Schober is best remembered in San Francisco as an early head of the Office of Citizen Complaints (OCC), the police watchdog agency. He was hired after serving as Walter Shorenstein's security chief and after serving as head of security for the 1984 Democratic National Convention in San Francisco. He resigned as OCC head in 1987 following charges that he was ineffective in dealing with complaints of police misconduct and was too cozy with the cops, as demonstrated by his spending part of his budget on a public relations campaign to improve the image of police officers. Groups ranging from the ACLU to the Bar Association issued reports faulting Schober's job performance.
Schober was stung by accusations that he was insensitive to minorities, an important criticism given that the OCC's creation was triggered in part by the fatal shooting of an African American man by white police officers. An unnamed Schober staffer, according to a May 28, 1987, Examiner article, claimed Schober had said, "It is natural for blacks to lie; that is a characteristic they developed in slave times when they lied to their masters." Schober strongly denied having made the statement.
Schober was also criticized for failing to act on serious complaints of police misconduct -- including charges of San Francisco police spying during the 1984 Democratic National Convention, where Schober himself headed private security. By the time of his 1987 resignation, Schober had yet to decide whether the spying charges had merit.
Earlier Schober had made headlines when he faced a sexual harassment complaint from a female investigator "who received a birthday cake decorated with a pair of breasts during an office party," according to a May 3, 1985, Examiner story.
Schober defended his conduct during the alleged incident, and was quoted as saying, "It wasn't a party. OCC money was not used to purchase the cake."
Schober was quoted in the article saying that "no one protested or complained, people just laughed" when the cake was unveiled. "'[T]he investigator too,' " Schober said.

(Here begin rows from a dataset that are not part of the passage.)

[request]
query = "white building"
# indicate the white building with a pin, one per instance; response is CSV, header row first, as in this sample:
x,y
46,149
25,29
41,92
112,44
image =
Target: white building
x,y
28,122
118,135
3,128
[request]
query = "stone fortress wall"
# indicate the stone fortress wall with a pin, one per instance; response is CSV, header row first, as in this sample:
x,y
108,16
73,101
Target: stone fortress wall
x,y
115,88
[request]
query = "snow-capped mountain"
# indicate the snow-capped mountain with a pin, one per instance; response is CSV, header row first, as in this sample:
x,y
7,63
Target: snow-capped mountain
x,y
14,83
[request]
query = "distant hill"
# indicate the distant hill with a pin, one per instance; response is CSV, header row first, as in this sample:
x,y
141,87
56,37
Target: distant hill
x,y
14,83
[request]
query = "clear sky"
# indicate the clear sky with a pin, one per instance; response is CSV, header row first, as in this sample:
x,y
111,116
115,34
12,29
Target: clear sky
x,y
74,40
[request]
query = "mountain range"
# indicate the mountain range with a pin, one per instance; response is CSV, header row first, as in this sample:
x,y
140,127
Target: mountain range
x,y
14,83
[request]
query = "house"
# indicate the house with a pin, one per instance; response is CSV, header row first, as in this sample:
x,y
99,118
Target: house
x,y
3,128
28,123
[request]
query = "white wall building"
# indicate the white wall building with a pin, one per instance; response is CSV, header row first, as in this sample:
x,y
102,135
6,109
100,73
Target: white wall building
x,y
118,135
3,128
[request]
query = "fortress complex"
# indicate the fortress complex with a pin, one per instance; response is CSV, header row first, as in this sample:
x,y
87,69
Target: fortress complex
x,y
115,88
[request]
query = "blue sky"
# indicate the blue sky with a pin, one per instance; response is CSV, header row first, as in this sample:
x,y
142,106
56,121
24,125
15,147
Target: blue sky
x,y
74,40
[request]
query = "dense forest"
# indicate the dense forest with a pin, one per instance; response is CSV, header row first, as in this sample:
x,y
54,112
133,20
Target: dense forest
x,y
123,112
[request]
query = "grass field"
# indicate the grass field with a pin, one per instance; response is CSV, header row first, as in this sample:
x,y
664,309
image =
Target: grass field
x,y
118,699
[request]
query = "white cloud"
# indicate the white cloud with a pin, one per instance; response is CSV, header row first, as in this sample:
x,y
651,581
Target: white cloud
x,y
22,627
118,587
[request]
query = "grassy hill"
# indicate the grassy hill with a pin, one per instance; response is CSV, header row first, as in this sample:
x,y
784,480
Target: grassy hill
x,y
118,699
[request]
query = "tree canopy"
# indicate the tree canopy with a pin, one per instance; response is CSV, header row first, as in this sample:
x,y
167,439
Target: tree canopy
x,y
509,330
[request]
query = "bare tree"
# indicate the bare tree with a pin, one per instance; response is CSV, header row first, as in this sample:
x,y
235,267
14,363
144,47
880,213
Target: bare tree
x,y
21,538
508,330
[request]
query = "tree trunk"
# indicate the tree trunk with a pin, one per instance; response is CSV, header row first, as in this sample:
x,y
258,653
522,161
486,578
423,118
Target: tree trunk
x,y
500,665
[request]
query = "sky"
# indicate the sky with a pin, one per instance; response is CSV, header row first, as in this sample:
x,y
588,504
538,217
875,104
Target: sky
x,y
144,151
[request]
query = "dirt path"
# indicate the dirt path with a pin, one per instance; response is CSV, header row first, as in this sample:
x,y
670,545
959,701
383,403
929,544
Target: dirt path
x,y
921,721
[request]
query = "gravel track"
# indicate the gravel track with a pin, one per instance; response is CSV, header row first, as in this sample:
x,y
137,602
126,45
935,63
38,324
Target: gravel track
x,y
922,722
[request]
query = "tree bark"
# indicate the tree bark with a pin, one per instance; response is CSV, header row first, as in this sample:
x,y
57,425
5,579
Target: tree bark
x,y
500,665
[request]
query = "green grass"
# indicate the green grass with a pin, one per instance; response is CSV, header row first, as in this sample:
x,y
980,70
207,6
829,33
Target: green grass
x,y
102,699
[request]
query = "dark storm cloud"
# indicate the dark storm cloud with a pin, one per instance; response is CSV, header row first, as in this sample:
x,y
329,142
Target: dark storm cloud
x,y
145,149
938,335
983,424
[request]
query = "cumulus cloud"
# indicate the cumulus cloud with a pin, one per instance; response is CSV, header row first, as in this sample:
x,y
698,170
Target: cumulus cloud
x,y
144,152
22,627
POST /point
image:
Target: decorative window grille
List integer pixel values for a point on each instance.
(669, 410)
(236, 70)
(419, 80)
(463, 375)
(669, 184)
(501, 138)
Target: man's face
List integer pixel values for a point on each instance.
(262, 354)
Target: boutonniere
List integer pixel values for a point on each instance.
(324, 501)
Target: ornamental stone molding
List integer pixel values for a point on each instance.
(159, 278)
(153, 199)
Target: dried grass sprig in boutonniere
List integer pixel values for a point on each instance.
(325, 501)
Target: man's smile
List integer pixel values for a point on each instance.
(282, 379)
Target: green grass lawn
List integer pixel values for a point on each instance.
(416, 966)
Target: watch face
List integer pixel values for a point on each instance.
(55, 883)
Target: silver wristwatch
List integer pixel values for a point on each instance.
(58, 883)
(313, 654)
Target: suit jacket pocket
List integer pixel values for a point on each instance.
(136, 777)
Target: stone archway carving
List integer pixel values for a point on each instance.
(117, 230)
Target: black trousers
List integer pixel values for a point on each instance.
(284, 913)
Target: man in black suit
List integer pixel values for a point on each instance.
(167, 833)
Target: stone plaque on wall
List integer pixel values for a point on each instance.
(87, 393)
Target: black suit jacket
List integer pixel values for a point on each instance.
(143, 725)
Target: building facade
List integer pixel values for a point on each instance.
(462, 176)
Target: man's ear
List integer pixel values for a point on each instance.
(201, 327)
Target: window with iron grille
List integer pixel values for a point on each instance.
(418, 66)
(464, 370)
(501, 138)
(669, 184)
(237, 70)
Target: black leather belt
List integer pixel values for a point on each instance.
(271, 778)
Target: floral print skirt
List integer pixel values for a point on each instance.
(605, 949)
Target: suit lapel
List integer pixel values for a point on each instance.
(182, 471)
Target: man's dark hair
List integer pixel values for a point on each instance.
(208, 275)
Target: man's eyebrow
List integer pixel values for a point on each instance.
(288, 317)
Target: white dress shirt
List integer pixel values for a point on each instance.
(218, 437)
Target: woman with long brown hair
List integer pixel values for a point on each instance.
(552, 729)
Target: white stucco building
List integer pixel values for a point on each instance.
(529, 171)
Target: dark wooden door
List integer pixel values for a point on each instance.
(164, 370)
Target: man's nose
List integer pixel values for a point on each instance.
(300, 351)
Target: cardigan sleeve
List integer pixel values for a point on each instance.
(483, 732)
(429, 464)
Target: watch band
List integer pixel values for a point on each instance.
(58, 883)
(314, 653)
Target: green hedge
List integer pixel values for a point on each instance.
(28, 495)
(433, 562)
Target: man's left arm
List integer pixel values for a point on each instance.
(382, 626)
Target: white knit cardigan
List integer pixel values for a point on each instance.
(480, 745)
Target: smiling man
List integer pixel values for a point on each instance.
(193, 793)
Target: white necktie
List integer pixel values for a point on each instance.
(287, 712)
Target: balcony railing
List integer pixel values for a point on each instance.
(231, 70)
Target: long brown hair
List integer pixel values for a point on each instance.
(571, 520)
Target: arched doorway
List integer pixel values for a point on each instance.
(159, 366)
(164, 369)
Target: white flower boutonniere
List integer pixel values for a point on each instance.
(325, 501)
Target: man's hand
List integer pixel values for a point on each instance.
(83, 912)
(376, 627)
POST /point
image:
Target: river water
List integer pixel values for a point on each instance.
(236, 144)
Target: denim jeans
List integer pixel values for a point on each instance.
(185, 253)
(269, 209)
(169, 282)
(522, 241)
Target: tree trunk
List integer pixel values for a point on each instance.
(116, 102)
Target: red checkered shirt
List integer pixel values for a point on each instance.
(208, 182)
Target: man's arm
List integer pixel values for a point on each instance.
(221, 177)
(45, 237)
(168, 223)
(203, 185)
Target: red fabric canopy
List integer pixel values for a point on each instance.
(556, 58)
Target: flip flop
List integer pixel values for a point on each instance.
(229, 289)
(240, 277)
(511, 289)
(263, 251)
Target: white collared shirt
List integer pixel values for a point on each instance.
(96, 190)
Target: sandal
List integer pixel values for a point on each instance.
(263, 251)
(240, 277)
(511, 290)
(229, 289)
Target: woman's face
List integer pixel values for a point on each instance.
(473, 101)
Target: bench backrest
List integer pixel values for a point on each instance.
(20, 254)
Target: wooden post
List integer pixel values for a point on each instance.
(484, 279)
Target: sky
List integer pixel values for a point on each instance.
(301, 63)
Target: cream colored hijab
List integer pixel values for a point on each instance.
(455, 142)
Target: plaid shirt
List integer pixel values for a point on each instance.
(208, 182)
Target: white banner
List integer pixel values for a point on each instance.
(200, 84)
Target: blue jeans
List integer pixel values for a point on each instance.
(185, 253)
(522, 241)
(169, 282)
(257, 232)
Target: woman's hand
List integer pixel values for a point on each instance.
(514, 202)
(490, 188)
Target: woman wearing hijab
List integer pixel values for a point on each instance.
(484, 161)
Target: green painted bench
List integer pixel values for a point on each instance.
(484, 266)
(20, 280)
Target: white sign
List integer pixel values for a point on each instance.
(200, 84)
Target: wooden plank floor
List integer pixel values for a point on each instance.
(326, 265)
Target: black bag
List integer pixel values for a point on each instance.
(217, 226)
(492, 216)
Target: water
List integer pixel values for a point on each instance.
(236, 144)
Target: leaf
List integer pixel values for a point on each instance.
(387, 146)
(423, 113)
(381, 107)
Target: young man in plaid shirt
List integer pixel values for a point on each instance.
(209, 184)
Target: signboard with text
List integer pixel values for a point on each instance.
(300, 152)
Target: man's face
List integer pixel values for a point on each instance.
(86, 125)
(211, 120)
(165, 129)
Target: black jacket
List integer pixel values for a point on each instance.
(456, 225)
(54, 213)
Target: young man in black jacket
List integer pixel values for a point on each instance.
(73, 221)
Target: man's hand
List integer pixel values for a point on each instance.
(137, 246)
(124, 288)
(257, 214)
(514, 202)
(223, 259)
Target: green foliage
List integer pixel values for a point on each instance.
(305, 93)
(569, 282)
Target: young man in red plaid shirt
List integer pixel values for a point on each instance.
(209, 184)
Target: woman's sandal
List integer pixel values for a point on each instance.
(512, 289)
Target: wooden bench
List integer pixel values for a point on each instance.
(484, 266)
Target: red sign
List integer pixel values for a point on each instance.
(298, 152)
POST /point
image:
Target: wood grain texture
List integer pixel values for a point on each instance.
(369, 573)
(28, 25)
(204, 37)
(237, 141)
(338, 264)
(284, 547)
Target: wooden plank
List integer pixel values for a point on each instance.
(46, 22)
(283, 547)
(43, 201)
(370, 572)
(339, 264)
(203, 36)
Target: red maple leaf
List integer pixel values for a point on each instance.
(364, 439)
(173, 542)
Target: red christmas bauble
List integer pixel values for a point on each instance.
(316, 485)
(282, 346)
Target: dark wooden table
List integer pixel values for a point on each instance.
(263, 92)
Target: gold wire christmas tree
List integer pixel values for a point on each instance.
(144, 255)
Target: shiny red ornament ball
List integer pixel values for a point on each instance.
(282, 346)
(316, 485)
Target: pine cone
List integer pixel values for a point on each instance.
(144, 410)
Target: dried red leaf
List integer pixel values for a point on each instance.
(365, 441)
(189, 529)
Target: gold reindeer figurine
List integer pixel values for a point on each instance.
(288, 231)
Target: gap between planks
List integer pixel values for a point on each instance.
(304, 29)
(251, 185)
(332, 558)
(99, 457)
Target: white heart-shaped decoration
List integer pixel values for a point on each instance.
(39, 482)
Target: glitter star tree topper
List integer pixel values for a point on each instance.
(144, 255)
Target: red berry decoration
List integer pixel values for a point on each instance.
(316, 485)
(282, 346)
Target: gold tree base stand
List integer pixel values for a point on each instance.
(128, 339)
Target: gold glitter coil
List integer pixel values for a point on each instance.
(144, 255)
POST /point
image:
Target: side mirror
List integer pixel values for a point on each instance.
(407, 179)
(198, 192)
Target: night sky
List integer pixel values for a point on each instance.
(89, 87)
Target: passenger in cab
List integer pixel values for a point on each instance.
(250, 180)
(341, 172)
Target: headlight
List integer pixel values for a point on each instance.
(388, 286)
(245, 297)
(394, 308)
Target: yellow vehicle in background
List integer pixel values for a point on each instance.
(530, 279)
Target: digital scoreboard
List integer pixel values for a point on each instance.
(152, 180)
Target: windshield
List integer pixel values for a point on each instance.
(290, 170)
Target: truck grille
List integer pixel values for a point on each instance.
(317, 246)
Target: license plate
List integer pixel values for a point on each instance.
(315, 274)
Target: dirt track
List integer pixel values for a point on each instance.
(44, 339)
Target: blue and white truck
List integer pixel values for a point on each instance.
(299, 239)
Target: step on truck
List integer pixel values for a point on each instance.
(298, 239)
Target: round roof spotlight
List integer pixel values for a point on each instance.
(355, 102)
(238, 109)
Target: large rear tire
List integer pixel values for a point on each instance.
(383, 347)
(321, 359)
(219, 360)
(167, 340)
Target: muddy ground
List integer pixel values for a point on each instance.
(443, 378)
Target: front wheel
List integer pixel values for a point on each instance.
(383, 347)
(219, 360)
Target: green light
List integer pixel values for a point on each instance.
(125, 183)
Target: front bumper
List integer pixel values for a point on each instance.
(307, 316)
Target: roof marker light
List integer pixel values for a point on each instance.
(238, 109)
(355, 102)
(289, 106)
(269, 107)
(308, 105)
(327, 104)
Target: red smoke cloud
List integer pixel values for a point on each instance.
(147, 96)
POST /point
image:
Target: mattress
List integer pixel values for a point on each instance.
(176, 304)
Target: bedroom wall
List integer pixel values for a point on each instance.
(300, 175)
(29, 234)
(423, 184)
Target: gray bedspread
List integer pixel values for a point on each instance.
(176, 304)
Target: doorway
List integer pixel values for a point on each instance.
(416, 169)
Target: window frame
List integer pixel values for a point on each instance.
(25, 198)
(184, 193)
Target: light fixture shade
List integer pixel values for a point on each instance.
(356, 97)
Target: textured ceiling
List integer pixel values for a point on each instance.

It all sort of reminds one of another '50s cliche: Military intelligence is an oxymoron.
They Have Answers -- We Have Questions
Why is Mayor Jordan forcing unions into arbitration over the city's ability to pay contract increases, but refusing to stop Police Chief Tony Ribera and Fire Chief Joseph Medina from receiving pay and benefit hikes worth $27,000 each? Could it be because the increases, set for approval by the Board of Supervisors following arbitration, also increase Hizzoner's pension by nearly $10,000 to just under $100,000 a year? ... Why did Housing Commissioner Larry Lee tell the Chronicle, "My residence is San Francisco," while taking a homeowners exemption for his home in Alameda County? Could it be that he doesn't think the Alameda County D.A. considers perjury a crime or that he doesn't remember the homeowners exemption is based on a signed statement under penalty of perjury that it is granted only for a "primary" residence? ... San Francisco D.A. Arlo Smith let former Police Chief Dick Hongisto off the hook after thousands of copies of the Bay Times were lifted from racks by officers under Hongisto's direction: The D.A. claimed that stealing free newspapers isn't a crime. Has Smith noticed that the Alameda County D.A. has just charged a "recycler" with 15 charges of possession of stolen property and two counts of petty theft for stealing free news-papers in Berkeley? "The law is clear," said assistant Alameda D.A. John Adams in the April 8 Oakland Tribune. "Taking more than one newspaper from a rack is theft." Perhaps Arlo could get a new job as defense attorney for recyclers ... Why is Mayor Jordan's office pushing Fire Commissioner Norma Molinar for a $100,000 a year job as Housing Authority counsel? Could it be a reward for her efforts on behalf of fellow Fire Commissioner Jack Ertola in his failed effort to be confirmed as the chief administrative officer?